On Sunday, the Twitter account for Binance announced on two separate occasions that it was temporarily closing Bitcoin withdrawals, citing a large volume of pending transactions and a “recent surge in $BTC network gas fees.” The first pause lasted one hour and the second pause three hours, with the exchange sharing on Monday morning that it had processed all pending withdrawals.
Despite the speedy response, fears rippled through Crypto Twitter as users speculated over the underlying reasons for the pause and expressed a broader anxiety for Binance’s stability. Although the company helmed by Changpeng “CZ” Zhao remains the undisputed leader in the crypto ecosystem, with an estimated market share of over 60% amid centralized exchanges, it has come under increasing pressure from global regulators.
We’ve temporarily closed #BTC withdrawals due to the large volume of pending transactions.
Our team is currently working on a fix and will reopen $BTC withdrawals as soon as possible.
Rest assured, funds are SAFU.
— Binance (@binance) May 8, 2023
Concerns centered around the fact that other exchanges had not paused withdrawals, with the crypto critic Bennett Tomlin noting that “network congestion” on Binance is not something that could be solved by the company. Meanwhile, onlookers on Twitter noticed large outflows of Bitcoin from Binance totaling over $3 billion.
On Twitter, Zhao described the concerns as “FUD,” a popular crypto term for “fear, uncertainty, and doubt.” He cited fluctuations in Bitcoin network fees, or the costs for processing transactions.
Patrick Hillmann, Binance’s chief strategy officer, shared a Twitter post that attributed the apparent outflows to Bitcoin being sent to new addresses on Binance, although withdrawals from the exchange still likely totaled nearly $300 million. The Binance Twitter account described the outflows as movements between Binance wallets.
“This is why it’s important for traditional media to hold on writing stories based solely on group think and FUD accounts they see on Twitter,” Hillmann wrote.

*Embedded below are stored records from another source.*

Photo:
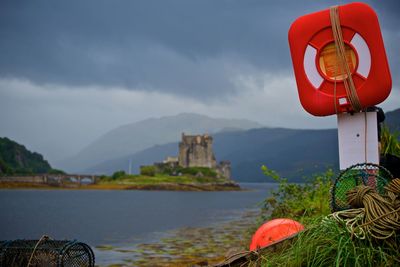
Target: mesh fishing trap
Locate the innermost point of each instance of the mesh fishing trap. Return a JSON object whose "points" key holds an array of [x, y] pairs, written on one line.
{"points": [[369, 174], [45, 252]]}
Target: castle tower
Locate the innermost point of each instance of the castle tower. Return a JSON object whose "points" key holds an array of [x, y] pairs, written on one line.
{"points": [[196, 151]]}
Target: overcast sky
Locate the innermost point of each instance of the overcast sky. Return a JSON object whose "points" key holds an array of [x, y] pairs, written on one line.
{"points": [[72, 70]]}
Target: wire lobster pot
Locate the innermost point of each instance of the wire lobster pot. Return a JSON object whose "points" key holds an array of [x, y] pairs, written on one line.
{"points": [[45, 252]]}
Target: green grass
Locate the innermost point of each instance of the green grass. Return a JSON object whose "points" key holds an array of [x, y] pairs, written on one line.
{"points": [[160, 179], [326, 243]]}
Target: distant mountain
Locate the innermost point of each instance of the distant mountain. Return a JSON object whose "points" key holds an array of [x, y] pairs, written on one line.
{"points": [[138, 136], [16, 159], [293, 153]]}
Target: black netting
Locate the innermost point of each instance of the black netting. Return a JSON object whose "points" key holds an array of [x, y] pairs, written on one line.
{"points": [[45, 253], [369, 174]]}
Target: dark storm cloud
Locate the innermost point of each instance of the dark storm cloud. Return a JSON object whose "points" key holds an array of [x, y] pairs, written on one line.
{"points": [[189, 48]]}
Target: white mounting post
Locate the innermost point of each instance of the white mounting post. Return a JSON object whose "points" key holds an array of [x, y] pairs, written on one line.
{"points": [[358, 138]]}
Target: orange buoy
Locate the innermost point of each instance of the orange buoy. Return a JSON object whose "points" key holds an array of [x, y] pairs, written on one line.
{"points": [[273, 231]]}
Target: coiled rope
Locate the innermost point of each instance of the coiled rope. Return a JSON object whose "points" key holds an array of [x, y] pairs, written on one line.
{"points": [[372, 214], [342, 62]]}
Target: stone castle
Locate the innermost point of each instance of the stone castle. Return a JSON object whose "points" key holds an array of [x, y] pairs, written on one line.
{"points": [[197, 151]]}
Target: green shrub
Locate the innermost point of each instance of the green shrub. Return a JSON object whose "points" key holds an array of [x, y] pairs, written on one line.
{"points": [[390, 142], [118, 174], [148, 170], [325, 242], [55, 171]]}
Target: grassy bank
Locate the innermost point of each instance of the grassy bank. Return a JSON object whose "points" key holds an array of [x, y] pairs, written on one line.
{"points": [[139, 182]]}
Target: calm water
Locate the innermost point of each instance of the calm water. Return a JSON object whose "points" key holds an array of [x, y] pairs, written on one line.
{"points": [[117, 217]]}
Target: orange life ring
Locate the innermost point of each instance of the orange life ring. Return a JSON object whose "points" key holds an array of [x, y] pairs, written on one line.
{"points": [[321, 89]]}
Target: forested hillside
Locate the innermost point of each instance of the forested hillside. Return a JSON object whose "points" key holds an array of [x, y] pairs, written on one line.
{"points": [[16, 159]]}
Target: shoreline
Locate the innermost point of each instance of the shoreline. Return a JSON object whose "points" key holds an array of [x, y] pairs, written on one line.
{"points": [[185, 246], [228, 186]]}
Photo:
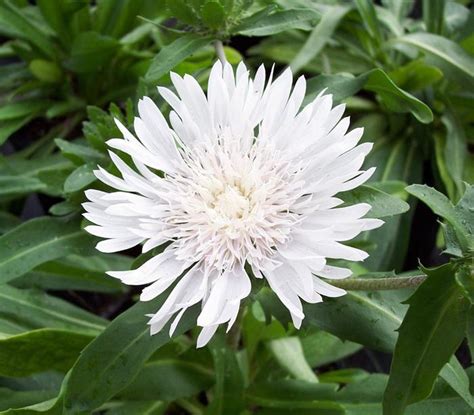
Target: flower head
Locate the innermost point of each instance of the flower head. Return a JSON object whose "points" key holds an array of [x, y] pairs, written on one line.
{"points": [[241, 181]]}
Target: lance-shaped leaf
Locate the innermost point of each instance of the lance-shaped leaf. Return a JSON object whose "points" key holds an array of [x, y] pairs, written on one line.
{"points": [[431, 332], [116, 356], [173, 54]]}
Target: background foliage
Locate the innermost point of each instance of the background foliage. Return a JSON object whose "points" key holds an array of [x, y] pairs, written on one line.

4. There are some FUD about BTC withdrawal issues. Here is why. Bitcoin network fees are fluctuating, 18x in a month. 🤷♂️🙏
(the screenshot is a google translate version) pic.twitter.com/iYcEx22xMJ
— CZ 🔶 Binance (@cz_binance) May 8, 2023
Although Binance’s announcements took center stage on Sunday, the turbulence reflected a hectic time for Bitcoin, the largest cryptocurrency by market cap. Fees have risen to two-year highs, largely driven by demand for “memecoins,” or crypto tokens created for speculation and humor, as well as the growing popularity of ordinals—non-fungible tokens embedded in Bitcoin transactions.
One analyst told CoinDesk that Bitcoin users are increasingly using the blockchain for smaller transactions rather than larger trades, which is leading to congestion and higher fees.
As John Reed Stark, a former enforcement attorney at the Securities and Exchange Commission, noted, the episode reflects the risks of regulatory uncertainty. Without clear oversight, he wrote on Twitter, it is impossible to verify the causes for the withdrawal pause.
“If Binance was SEC or FDIC registered, a U.S. team of auditors would be on site and in Binance’s face, demanding to speak to everyone, demanding documents, demanding trading info, immediately investigating and referring any suspicious conduct to the U.S. DOJ,” he said. “Trust is nonexistent in the crypto ecosystem.”
Binance has apparently/reportedly halted withdrawals citing network congestion. Now, I just read an, albeit 100% unconfirmed, report that the halt occurred right after $3.3 billion $BTC in aggregated account withdrawals from multiple exchanges.
No way for me to confirm any… pic.twitter.com/qLQ1VQBlE1
— John Reed Stark (@JohnReedStark) May 7, 2023
The Binance Twitter account described the events as a “learning opportunity.”
Bitcoin dropped around 3.8% from Sunday to Monday, with the price hovering around $27,900 at the time of publication. Over the last seven days, it’s down a little over 2%.